Mesanophrys sp. represents a parasitic ciliate, significantly jeopardizing the survival of farmed swimming crabs (Portunus trituberculatus). However, certain drawbacks exist in traditional broad-spectrum antiparasitic drugs, necessitating the development of innovative antiparasitic methods. Here we report the development of a series of CRISPR-Cas-based antiparasitic engineering bacteria, termed AEB-Cas(s), capable of sequence-specific killing of Mesanophrys sp.. The AEB-Cas(s) are generated by introducing well-designed prokaryotic plasmid vectors into chassis bacteria to express CRISPR effector protein and guide RNA targeting the 18S rDNA, 28S rDNA, and DHC7 genes of ciliates.
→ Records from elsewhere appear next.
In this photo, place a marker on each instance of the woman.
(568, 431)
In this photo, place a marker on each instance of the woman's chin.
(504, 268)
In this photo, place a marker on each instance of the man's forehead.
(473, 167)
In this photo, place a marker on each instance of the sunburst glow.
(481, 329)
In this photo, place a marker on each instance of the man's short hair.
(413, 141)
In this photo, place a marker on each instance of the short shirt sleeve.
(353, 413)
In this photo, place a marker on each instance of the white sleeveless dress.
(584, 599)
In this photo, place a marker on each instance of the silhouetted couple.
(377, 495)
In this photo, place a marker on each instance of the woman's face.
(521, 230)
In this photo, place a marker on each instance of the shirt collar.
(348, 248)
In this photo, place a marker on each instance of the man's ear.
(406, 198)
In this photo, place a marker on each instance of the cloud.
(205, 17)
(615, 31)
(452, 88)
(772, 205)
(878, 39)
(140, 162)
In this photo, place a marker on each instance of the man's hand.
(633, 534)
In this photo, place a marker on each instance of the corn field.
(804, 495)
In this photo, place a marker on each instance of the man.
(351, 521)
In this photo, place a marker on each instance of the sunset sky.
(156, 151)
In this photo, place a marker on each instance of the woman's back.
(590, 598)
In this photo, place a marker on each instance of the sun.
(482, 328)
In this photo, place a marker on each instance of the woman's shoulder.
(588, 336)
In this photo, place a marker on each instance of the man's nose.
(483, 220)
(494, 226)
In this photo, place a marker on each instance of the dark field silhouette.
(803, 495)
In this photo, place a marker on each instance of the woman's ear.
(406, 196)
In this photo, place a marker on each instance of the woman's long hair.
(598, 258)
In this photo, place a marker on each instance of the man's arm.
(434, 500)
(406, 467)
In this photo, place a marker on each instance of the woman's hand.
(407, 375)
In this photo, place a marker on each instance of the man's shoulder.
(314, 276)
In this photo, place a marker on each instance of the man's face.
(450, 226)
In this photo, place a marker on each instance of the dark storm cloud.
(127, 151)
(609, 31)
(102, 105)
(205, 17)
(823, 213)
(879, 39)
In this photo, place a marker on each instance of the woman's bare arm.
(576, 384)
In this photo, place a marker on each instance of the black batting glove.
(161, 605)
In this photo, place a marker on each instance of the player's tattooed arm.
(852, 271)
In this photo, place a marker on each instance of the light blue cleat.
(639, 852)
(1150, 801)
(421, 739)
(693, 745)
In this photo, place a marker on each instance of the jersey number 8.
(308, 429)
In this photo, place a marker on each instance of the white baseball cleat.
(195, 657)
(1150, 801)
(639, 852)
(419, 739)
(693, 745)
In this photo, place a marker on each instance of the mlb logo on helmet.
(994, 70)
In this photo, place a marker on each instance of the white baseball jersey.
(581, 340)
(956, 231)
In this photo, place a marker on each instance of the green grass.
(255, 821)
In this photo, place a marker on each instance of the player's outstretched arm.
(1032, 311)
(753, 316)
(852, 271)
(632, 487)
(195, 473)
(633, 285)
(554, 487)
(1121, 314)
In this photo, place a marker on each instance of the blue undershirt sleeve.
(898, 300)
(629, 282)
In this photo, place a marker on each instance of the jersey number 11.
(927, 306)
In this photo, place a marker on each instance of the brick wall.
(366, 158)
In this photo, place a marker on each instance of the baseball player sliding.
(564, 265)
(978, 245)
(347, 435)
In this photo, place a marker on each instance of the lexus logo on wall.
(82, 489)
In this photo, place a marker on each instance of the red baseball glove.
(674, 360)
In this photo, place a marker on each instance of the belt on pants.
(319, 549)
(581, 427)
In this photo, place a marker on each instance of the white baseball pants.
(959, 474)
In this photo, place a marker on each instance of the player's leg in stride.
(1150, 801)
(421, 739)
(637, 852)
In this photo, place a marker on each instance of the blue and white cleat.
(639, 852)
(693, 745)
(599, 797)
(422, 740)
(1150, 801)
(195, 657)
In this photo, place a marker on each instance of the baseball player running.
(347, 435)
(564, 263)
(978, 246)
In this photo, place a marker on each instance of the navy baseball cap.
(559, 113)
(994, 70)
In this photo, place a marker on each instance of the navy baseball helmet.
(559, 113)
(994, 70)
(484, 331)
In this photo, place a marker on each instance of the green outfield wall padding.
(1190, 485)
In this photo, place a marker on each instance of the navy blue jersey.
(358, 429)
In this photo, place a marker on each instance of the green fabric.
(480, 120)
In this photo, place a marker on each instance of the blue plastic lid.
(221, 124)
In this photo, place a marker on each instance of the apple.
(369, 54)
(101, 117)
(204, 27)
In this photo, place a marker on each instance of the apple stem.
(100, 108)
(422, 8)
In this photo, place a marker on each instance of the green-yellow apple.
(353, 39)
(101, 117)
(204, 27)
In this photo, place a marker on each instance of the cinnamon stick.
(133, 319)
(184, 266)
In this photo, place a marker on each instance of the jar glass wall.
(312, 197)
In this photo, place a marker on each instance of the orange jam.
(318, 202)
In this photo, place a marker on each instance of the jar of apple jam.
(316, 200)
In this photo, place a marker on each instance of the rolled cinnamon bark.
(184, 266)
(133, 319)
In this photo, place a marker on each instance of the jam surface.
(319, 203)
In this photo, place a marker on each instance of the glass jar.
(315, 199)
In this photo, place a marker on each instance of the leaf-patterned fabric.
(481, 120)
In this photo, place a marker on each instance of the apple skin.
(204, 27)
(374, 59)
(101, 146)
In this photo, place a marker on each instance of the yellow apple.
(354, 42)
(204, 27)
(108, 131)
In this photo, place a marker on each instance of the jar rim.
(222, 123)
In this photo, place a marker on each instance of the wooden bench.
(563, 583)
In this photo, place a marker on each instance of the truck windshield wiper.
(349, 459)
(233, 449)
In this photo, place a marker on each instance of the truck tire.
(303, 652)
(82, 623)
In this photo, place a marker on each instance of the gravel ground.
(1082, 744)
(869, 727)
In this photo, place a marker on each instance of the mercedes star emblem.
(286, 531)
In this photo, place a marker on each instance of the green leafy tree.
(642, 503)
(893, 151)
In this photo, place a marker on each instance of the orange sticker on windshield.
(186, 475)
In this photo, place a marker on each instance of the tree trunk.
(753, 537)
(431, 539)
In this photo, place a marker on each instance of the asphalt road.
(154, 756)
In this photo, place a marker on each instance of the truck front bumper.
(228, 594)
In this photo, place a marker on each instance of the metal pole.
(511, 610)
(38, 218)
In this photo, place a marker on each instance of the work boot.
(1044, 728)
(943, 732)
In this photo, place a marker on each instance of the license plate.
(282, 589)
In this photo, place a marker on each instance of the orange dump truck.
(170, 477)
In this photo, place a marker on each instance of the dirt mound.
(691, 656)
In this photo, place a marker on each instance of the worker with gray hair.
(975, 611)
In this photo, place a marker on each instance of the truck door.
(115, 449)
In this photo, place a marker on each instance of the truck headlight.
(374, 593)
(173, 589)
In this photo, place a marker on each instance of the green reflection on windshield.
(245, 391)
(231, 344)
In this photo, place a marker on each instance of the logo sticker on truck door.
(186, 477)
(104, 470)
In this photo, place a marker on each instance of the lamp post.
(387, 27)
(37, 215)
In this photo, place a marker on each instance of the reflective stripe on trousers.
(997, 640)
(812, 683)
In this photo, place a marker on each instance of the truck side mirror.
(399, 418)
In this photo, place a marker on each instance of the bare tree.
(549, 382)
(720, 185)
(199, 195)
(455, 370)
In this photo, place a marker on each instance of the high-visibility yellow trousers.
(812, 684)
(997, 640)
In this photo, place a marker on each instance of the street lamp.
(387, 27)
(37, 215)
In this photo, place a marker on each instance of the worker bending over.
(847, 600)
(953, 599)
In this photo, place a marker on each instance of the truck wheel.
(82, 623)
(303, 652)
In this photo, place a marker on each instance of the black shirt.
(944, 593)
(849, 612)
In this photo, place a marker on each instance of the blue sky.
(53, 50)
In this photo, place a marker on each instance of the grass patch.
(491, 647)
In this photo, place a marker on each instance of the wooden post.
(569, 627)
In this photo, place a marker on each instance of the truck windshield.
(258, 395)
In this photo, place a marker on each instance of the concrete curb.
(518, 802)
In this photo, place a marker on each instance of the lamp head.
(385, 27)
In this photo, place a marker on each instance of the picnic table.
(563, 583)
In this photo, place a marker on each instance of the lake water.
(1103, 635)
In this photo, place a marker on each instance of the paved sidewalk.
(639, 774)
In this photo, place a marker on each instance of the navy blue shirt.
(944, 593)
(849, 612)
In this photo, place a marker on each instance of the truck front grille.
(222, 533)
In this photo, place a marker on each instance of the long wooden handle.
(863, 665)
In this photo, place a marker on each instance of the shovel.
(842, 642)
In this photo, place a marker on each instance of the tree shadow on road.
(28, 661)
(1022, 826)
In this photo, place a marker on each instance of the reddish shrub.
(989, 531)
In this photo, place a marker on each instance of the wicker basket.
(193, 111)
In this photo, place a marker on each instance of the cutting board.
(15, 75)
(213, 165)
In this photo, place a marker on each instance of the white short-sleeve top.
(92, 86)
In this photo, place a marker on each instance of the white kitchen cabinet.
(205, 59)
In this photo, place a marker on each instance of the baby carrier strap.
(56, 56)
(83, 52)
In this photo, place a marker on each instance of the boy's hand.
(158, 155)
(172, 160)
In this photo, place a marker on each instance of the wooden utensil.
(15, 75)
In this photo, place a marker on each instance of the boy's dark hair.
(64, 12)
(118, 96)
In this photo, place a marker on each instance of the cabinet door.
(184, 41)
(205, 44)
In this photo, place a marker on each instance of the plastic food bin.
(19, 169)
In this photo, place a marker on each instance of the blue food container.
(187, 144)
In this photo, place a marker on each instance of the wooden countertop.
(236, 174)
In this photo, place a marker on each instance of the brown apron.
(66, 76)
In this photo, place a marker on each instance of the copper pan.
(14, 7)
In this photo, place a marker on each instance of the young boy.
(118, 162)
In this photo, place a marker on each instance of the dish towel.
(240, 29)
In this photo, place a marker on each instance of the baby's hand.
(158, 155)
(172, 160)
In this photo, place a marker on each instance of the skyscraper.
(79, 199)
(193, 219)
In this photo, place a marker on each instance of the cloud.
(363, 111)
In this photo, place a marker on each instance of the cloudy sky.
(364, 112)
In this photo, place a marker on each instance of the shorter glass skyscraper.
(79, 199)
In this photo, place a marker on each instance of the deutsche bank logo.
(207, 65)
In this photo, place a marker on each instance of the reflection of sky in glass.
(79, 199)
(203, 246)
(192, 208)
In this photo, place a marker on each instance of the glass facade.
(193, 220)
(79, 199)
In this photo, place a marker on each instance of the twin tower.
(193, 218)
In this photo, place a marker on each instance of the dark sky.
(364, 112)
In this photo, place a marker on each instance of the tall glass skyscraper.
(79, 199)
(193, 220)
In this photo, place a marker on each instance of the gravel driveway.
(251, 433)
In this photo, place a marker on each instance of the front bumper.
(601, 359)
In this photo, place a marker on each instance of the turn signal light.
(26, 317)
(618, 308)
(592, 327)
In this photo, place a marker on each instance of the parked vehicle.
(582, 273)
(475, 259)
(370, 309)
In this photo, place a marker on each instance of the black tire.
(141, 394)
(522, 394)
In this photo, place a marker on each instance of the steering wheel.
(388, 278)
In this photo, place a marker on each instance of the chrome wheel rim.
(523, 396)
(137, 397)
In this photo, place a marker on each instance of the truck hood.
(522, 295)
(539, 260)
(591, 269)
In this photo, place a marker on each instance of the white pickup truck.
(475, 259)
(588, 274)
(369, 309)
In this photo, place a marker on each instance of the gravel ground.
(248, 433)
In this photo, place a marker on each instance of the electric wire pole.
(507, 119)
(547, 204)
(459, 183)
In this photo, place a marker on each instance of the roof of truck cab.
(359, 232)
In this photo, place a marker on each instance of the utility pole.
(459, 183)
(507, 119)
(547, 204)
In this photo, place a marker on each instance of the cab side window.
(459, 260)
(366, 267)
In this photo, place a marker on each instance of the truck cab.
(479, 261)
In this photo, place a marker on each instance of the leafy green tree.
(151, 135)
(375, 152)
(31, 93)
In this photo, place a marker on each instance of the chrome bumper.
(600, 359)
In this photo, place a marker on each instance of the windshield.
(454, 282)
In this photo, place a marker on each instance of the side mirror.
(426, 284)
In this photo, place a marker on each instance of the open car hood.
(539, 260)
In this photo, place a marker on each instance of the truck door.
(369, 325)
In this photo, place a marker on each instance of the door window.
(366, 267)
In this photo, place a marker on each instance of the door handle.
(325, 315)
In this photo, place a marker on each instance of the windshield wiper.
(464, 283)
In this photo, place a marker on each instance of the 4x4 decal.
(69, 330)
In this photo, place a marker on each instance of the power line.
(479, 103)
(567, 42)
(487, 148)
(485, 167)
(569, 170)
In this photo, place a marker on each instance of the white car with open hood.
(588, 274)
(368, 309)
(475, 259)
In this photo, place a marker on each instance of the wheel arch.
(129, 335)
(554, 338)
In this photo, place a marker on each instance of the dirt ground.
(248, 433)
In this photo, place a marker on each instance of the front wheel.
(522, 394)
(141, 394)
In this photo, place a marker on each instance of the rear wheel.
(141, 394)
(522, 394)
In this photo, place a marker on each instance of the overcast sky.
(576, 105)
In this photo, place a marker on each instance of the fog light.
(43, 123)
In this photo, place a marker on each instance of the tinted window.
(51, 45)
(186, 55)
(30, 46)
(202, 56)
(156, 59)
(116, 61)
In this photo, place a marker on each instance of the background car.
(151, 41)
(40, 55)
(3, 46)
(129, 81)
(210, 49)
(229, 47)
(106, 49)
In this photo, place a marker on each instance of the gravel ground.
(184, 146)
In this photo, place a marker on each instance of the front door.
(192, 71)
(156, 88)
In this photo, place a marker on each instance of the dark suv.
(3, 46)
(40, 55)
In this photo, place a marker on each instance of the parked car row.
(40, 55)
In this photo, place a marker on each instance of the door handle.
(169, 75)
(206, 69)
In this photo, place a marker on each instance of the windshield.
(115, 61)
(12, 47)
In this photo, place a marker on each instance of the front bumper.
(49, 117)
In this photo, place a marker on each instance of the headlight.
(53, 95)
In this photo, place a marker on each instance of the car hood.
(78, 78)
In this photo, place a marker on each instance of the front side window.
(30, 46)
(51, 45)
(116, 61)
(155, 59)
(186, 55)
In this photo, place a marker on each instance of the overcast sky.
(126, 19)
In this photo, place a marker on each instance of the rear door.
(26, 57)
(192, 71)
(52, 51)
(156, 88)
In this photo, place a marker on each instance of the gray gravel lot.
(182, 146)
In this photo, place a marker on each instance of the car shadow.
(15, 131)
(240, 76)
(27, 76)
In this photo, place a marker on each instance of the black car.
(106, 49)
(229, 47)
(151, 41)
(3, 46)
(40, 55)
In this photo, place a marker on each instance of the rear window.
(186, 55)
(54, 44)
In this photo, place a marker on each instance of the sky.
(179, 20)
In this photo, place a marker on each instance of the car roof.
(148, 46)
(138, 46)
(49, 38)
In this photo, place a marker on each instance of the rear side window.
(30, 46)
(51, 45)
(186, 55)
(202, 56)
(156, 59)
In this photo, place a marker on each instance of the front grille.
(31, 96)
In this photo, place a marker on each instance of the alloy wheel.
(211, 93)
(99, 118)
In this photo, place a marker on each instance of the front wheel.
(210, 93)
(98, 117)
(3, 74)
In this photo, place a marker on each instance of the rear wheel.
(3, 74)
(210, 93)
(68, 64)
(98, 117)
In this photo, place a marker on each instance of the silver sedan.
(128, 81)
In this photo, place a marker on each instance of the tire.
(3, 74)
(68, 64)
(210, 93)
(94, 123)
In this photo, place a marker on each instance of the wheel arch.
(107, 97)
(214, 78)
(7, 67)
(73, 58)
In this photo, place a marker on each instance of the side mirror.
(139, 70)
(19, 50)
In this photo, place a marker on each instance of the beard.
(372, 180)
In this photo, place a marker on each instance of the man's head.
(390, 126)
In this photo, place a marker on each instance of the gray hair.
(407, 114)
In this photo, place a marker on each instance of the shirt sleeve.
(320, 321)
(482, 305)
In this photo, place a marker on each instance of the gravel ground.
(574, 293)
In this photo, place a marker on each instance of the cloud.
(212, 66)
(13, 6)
By virtue of the bacteria-feeding behavior of ciliates, a feeding-delivery (FD) strategy is established for the targeted delivery of exogenous proteins and RNAs into Mesanophrys sp.. Based on the FD strategy, AEB-Cas9 and AEB-Cas13 antiparasitic agents are feeding to the ciliates, and their antiparasitic effect on Mesanophrys sp. are evaluated, respectively. Our results demonstrate that AEB-Cas(s) exhibit significant differences in the inhibitory effect when targeting different ciliates' genes. Specifically, AEB-Cas9 and AEB-Cas13 exhibit 39.0% and 52.2% inhibition rates targeting the 18S rDNA gene, respectively. In comparison, the inhibition rates are 55.2% and 73.6% targeting the 28S rDNA gene, respectively. Notably, both exhibit the highest lethality targeting the DHC7 gene, with inhibition rates of 56.5% in AEB-Cas9 and 89.4% in AEB-Cas13, respectively. Our findings highlight the potential of AEB-Cas(s) as effective antiparasitic agents against Mesanophrys sp., and provide a promising approach for preventing and treating other aquatic ciliate diseases.